Things are looking pretty bleak for the long term survival of the nation. The time when Americans could have made a difference was in the 60's and 70's. That was when our communities should have stood up and forced the secular humanists, the socialists and the communists back into the holes from which they slithered. Now, the infection has spread throughout every community.


----------



## Stockton (Jun 21, 2017)

Questions.

The 150 million women that didn't march however aren't organizing. They 
are not getting out to vote. Since Trump was elected democrats have won
34 state legislative races from assembly, state senates to the house and 
US Senate. They also managed to turn the tide on Republican held "
legislatures in 2 states - Washington and Virginia. The marches by a 
radical few get the attention. The media eagerly gives it too them. The
media knows to hide the worst of it. They show the movie starlets an
mainstream not the radicals.

The culture war is being won by progressives. Trump is a backlash. It
can't last. I would equate Trump to Japan bombing pearl harbor. We 
woke up the radical left. They thought they had it all won. Now they
are fighting back using their media. their education, and control of the 
message in almost all forms of communication. Be it online, news, 
or hollywood they control the message.

How do you defeat that without violence? I don't want violence.



MountainGirl said:


> As a woman - let me tell you how you win.
> 
> *FIRST* - Do not assume every woman buys into their spew. We women know that the groups marching do not represent or support women - but only those women who think like they do... and that they are being used as political tools.
> 
> ...


----------



## Denton (Sep 18, 2012)

MountainGirl said:


> As a woman - let me tell you how you win.
> 
> *FIRST* - Do not assume every woman buys into their spew. We women know that the groups marching do not represent or support women - but only those women who think like they do... and that they are being used as political tools.
> 
> ...


Don't assume that the people who participated were the only ones who hold those sentiments. I have been able to attend only one pro-gun rally, but that doesn't mean I didn't want to attend all the others.


----------



## rstanek (Nov 9, 2012)

Stockton said:


> The images of the marches his weekend tell the story.
> Resist Trump is really anarchy. Women's groups are
> willing to side with LaRaza. They are willing to embrace
> radical islamist. They hate capitalism, Trump, conservatives,
> ...


We just need to stand our ground, there will always be groups of uninformed and ignorant people that have to have something to complain about so that won't be held accountable for their own personal responsibility of living within a structured society, they want everything they think they need at someone else's expense, gimme, gimme,gimme.......


----------



## Camel923 (Aug 13, 2014)

It is a lot easier to attend a march in you local large city than a weekday in Washington DC where one must take a day off work and pay to get there.. Saturday and less than 10 miles is easy. The difference with the right to life march and lefty hate groups.


----------



## Gator Monroe (Jul 29, 2017)

rstanek said:


> We just need to stand our ground, there will always be groups of uninformed and ignorant people that have to have something to complain about so that won't be held accountable for their own personal responsibility of living within a structured society, they want everything they think they need at someone else's expense, gimme, gimme,gimme.......

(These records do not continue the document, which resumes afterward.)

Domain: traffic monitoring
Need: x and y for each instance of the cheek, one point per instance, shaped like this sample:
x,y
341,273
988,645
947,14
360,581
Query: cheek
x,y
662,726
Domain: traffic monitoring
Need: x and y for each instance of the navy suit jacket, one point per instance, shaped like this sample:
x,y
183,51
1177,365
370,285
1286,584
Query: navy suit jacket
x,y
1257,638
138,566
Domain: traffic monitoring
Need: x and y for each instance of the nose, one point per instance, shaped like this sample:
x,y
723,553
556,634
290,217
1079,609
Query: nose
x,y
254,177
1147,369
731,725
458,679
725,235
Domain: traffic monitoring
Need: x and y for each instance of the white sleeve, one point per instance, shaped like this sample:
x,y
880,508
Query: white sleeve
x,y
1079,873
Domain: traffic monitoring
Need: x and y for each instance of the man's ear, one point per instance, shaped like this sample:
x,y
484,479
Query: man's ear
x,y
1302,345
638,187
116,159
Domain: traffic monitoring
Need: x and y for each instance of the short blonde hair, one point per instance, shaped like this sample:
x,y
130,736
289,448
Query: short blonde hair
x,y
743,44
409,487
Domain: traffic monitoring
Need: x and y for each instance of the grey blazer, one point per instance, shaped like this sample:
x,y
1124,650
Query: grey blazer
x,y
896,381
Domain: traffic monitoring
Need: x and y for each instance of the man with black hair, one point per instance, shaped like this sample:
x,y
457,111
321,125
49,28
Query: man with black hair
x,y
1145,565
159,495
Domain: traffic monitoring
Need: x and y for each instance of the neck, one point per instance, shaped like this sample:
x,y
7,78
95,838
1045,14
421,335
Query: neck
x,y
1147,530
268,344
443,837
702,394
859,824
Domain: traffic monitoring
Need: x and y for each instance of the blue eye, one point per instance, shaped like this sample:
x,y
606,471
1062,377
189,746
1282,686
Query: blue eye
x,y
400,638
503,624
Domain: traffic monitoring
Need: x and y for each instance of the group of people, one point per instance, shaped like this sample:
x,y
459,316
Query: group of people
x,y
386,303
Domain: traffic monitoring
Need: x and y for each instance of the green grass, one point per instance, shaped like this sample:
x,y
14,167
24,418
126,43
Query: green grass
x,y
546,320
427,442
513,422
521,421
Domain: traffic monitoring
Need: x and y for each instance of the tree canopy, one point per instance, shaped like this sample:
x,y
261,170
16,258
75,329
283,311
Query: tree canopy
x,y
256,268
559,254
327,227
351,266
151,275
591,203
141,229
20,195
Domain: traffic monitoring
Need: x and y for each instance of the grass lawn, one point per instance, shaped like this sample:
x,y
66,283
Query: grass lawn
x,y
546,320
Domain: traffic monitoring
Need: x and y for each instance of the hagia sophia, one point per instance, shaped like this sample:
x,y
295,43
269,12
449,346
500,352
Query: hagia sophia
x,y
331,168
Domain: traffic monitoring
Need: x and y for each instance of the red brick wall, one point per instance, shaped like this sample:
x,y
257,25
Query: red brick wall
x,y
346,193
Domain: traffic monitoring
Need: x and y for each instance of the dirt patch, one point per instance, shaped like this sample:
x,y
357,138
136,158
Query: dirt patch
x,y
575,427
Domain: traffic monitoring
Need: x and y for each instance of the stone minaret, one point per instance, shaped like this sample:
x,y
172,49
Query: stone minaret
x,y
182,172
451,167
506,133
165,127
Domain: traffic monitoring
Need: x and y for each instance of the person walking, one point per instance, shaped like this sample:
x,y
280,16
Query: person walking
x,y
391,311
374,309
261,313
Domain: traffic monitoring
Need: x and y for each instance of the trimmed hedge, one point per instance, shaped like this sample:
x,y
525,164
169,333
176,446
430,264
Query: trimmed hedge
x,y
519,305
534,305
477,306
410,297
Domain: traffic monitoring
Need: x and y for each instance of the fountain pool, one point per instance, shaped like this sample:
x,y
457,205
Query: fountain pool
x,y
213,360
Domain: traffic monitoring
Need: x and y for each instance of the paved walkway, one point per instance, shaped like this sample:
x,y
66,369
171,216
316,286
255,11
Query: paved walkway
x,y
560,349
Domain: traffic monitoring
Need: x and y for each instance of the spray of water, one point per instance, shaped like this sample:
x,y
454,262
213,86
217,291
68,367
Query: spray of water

And the structured society has for now only two viable political parties , don't buy into the both parties are the same mantra from the fence sitters , there are Left leaning & Middle Left Republicans in significant numbers but there are also Far Left Socialist Democrats in larger numbers who make the middle Left Republicans look like closet Kluxers , and there is no "Far Right " in American Politics anymore but there is also no Middle Left or centrists in Democrat Political circles either ...


----------



## Denton (Sep 18, 2012)

Gator Monroe said:


> And the structured society has for now only two viable political parties , don't buy into the both parties are the same mantra from the fence sitters , there are Left leaning & Middle Left Republicans in significant numbers but there are also Far Left Socialist Democrats in larger numbers who make the middle Left Republicans look like closet Kluxers , and there is no "Far Right " in American Politics anymore but there is also no Middle Left or centrists in Democrat Political circles either ...


You can buy into it from me, a constitutionalist. The two parties are cut from the same cloth. They are both not for the constitution. Both have proved to be bad for the country.

Your, "...look like Kluxers" comparison indicates you just don't get it. You are seeing it as Klan -v- NBP. It isn't. It is constitutional rule -v- Establishment.

You keep on saying, "For now, there are only two, viable political parties" while demeaning any group who tries to build a better one. Do you see how you are the problem and not Tea Party members or Constitution party members? You try to run interference for more constitutional groups while protecting the current, bought and paid-for system.


----------



## Gator Monroe (Jul 29, 2017)

Denton said:


> You can buy into it from me, a constitutionalist. The two parties are cut from the same cloth. They are both not for the constitution. Both have proved to be bad for the country.
> 
> Your, "...look like Kluxers" comparison indicates you just don't get it. You are seeing it as Klan -v- NBP. It isn't. It is constitutional rule -v- Establishment.
> 
> You keep on saying, "For now, there are only two, viable political parties" while demeaning any group who tries to build a better one. Do you see how you are the problem and not Tea Party members or Constitution party members? You try to run interference for more constitutional groups while protecting the current, bought and paid-for system.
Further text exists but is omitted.